Berit’s work is multidisciplinary, informed by research and practice within design, art, physics, materials science and electronic engineering. Her work aims to initiate innovation and foster a collaborative relationship between arts and science disciplines, crossing boundaries by producing designed objects, installations, performances and workshops.
Originally trained as a textile designer and printer, she is currently studying towards a PhD at Queen Mary University of London’s School of Electronic Engineering and Computer Science in which she conducts research within the Antennas & Electromagnetics Group to investigate fabrication technologies for microwave textile metamaterials. Metamaterials are composite materials engineered to guide electromagnetic waves along a predetermined path, allowing for a control over the conduction of these fields which were previously outside of technological capability. Inspired by the possibilities of this new material, scientists proposed designs for invisibility and shapeshifting cloaks, perfect lenses, bio-sensors and many more futuristic and practical engineering devices.
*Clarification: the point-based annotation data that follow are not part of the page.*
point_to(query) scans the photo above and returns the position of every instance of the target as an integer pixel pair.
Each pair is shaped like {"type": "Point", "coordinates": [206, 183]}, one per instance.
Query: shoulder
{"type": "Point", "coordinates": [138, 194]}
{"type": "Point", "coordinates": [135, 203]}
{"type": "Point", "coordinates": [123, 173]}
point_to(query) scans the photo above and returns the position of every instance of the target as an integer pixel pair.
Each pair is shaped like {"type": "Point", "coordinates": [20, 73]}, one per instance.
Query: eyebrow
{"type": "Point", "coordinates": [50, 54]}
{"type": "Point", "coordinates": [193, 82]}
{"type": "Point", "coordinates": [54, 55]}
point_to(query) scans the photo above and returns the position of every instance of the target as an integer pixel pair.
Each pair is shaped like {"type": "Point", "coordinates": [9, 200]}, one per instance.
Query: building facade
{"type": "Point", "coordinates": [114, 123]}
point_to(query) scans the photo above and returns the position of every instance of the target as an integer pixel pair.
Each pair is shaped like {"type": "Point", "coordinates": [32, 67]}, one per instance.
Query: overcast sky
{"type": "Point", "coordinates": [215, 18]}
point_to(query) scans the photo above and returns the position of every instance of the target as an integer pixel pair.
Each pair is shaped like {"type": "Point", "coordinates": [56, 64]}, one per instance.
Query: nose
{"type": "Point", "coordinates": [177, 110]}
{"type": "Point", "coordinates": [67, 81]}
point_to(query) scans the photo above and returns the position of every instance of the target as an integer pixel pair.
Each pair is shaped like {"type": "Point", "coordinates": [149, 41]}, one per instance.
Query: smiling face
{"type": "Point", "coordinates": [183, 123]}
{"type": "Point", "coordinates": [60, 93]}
Through approaching this scientifically researched material from a textile design and craft perspective, and integrating techniques such as screen-printing, embroidery, laser engraving, chemical etching, vacuum deposition and pleating, Berit’s developed textiles that refract microwaves in highly unusual ways. The work produces both scientific knowledge and a practical way in which the technological and creative potential of metamaterials can be introduced to the design community.
In previous installations the art work used accessible techniques such as pencil drawings and colour chromatography, sequenced into sonic projections following a tradition of producing visual art and sound while making use of inherent physical properties of materials. Berit’s work has been shown in a large variety of contexts, ranging from UK Innovate 2014 to Science Museum London and Marrakech Biennale 2012, and has been supported by EPSRC, MRC, London Printworks Trust and Central Saint Martins College of Art and Design.